Sunday, December 20, 2015

Sarah Breedlove Walker






Sarah Breedlove Walker was born on December 23, 1867 in Louisiana, the daughter of Owen and Minerva  Breedlove,  recently freed slaves.  Sarah, who was their fifth child, was the first in her family to be born free.  She became an orphan at the age of seven and went to live with her sister in Mississippi.  Presumably she picked cotton and did household work to earn her keep. 
At age 14, to escape both her oppressive working environment and frequent mistreatment by her brother in law, she married Moses McWilliams.  In 1885 she gave birth to a beautiful daughter, A’Lelia. Two years later Moses was murdered by a white lynch mob and Sara and her daughter moved to St.Louis.  She found work as a washerwoman earning $1.50 a day, which was enough to send A’Lelia to public school.  Sara herself attended night school when she could.
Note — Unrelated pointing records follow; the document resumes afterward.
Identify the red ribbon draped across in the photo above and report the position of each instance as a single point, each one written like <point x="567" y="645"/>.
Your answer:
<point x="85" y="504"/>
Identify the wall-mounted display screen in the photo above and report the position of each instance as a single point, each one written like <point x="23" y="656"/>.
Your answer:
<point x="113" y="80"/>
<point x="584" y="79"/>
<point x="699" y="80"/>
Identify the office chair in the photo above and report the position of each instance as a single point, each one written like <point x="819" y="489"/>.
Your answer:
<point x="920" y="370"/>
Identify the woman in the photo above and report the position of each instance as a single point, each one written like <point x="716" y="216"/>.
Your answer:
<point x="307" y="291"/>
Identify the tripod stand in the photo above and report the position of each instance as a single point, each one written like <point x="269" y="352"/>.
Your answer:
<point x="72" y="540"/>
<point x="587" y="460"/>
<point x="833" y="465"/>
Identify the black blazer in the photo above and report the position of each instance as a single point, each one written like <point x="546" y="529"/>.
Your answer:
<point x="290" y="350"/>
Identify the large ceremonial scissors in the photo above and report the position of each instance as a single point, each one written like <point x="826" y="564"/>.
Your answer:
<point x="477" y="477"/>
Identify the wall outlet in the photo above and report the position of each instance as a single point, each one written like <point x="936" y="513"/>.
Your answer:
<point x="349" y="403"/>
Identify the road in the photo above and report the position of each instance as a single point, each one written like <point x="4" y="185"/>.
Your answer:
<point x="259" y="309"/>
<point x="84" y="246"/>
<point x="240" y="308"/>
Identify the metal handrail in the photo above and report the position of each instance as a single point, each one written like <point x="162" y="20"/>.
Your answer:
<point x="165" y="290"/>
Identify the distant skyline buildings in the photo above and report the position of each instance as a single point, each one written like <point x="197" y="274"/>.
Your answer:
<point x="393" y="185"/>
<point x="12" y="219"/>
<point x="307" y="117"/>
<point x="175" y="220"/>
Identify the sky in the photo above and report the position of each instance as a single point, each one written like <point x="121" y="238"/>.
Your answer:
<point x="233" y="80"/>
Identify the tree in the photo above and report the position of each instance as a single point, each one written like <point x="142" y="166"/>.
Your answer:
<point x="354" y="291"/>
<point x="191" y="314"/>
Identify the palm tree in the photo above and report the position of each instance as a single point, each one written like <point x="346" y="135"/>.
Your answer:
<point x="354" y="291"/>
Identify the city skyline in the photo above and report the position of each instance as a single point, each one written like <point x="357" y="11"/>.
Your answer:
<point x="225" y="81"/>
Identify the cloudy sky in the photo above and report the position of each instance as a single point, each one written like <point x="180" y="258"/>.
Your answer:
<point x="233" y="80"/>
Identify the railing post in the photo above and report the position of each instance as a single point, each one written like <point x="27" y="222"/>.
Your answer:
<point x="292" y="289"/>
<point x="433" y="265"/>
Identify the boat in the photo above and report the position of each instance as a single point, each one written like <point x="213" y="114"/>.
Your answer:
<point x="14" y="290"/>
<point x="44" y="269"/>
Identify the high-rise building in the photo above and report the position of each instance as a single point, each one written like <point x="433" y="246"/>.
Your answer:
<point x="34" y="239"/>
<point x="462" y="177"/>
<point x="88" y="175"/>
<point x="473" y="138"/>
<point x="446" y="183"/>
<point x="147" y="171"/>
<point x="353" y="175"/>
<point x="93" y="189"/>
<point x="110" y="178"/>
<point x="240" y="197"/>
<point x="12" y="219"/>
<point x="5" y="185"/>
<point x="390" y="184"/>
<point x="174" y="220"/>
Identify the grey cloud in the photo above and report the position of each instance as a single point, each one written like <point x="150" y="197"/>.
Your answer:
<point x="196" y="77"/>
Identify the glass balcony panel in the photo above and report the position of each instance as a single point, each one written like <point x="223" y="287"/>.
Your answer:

While in St. Louis Sarah met her second husband, Charles J. Walker, who was in advertising and later assisted her in promoting her business.
In 1905 she had dream that revealed to her a formula of pomade to straighten Negro hair. The idea was first conceived in Cherry Creek, a prosperous mining town in Denver CO.  Sarah traveled from Pueblo, to Trinidad, to Colorado Springs and back to Denver selling her product. She mixed the ingredients herself in washtubs and sold it door to door.  She was very successful and “The Walker Method” and “Madam C.J Walker”were born.  She built a factory, recruited sales agents who dressed in starched white shirts and long black skirts taking the Walker products to homes all over the U.S. and the Caribbean. 
Sarah organized her 3,000 employees into social and philanthropic clubs, held national conventions that were attended by delegates from these clubs.  She rewarded her employees for high sales and those who did the most charity work.
By 1910 Sarah was a millionaire and one of the best known black women in America.  She made large donations to Black and Christian charities and endowed scholarships for women at Tuskegee Institute, She founded philanthropies that included educational scholarships and donations to homes for the elderly, the National Association for the Advancement of Colored People, and the National Conference on Lynching, among other organizations focused on improving the lives of African-Americans. She also donated the largest amount of money by an African-American toward the construction of an Indianapolis YMCA in 1913.